La fin de la diversité : ce que cache la fusion entre Warner Bros Discovery et Paramount
L'annonce officielle évoque des économies d'échelle et une meilleure résistance face à la domination de Netflix. Pourtant, derrière les discours sur la viabilité économique se cache une réalité plus sombre pour l'industrie culturelle européenne. Ce mariage de raison n'est pas une simple réorganisation comptable, mais une réduction programmée de l'offre créative.
L'illusion du choix face à l'austérité budgétaire
Le discours marketing des studios tente de rassurer les investisseurs en promettant une force de frappe décuplée. La réalité comptable impose pourtant une rationalisation brutale des catalogues. Quand deux entités de cette taille fusionnent, la priorité n'est jamais de multiplier les projets, mais de supprimer les doublons et les prises de risque jugées superflues.

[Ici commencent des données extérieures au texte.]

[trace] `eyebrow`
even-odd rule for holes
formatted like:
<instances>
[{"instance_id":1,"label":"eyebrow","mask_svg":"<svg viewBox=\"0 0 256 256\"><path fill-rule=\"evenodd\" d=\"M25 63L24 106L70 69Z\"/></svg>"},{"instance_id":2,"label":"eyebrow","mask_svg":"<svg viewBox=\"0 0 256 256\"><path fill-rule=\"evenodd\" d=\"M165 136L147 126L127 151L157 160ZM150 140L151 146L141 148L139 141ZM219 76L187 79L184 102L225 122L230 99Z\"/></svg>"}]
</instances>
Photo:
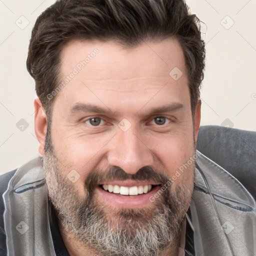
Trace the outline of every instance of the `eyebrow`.
<instances>
[{"instance_id":1,"label":"eyebrow","mask_svg":"<svg viewBox=\"0 0 256 256\"><path fill-rule=\"evenodd\" d=\"M174 102L172 104L165 105L158 108L152 108L150 112L147 114L148 116L152 116L158 113L162 113L166 112L172 112L180 110L183 108L183 105L179 102ZM77 103L72 106L70 110L71 114L74 114L80 112L92 112L105 114L117 114L112 111L110 108L104 108L96 105L92 104ZM142 108L138 111L135 116L137 115L140 112L142 112Z\"/></svg>"},{"instance_id":2,"label":"eyebrow","mask_svg":"<svg viewBox=\"0 0 256 256\"><path fill-rule=\"evenodd\" d=\"M105 109L100 106L92 105L92 104L85 104L84 103L77 103L70 110L71 114L75 114L82 112L94 112L103 114L114 114L110 109Z\"/></svg>"},{"instance_id":3,"label":"eyebrow","mask_svg":"<svg viewBox=\"0 0 256 256\"><path fill-rule=\"evenodd\" d=\"M174 112L174 111L176 111L178 110L180 110L183 108L183 105L181 103L179 102L174 102L172 104L169 104L168 105L165 105L162 106L160 106L158 108L152 108L148 114L148 116L152 116L154 114L157 114L158 113L164 113L166 112ZM139 111L137 112L138 113L140 112Z\"/></svg>"}]
</instances>

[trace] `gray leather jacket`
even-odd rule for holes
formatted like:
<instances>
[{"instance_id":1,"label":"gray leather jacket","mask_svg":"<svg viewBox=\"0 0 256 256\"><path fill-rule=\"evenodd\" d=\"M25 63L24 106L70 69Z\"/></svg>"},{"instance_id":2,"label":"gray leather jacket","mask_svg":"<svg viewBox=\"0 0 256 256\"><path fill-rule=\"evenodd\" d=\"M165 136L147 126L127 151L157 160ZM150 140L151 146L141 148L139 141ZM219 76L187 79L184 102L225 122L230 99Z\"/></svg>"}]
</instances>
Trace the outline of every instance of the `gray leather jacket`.
<instances>
[{"instance_id":1,"label":"gray leather jacket","mask_svg":"<svg viewBox=\"0 0 256 256\"><path fill-rule=\"evenodd\" d=\"M190 206L194 255L256 255L256 206L244 187L202 154ZM2 195L10 256L56 256L41 159L18 168ZM186 255L192 255L189 253Z\"/></svg>"}]
</instances>

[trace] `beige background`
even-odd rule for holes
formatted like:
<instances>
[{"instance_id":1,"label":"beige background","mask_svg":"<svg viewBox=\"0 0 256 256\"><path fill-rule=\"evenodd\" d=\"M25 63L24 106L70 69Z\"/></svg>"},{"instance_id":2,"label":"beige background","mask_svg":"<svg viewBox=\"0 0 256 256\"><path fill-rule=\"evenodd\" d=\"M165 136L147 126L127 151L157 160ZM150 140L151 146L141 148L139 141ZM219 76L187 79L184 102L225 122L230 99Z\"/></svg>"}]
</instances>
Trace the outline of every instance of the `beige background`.
<instances>
[{"instance_id":1,"label":"beige background","mask_svg":"<svg viewBox=\"0 0 256 256\"><path fill-rule=\"evenodd\" d=\"M36 20L54 2L0 0L0 174L38 156L34 84L26 62ZM256 0L187 2L207 26L202 27L207 52L202 125L255 131Z\"/></svg>"}]
</instances>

La fusion permettra de créer une plateforme capable de rivaliser avec les leaders du streaming tout en optimisant nos capacités de production globales.
Cette déclaration occulte le sort réservé aux productions locales. En Europe, les professionnels du secteur observent ce mouvement avec une inquiétude légitime. La disparition d'un donneur d'ordre signifie mécaniquement moins de financements disponibles pour les œuvres qui ne répondent pas aux critères de standardisation globale imposés par Burbank.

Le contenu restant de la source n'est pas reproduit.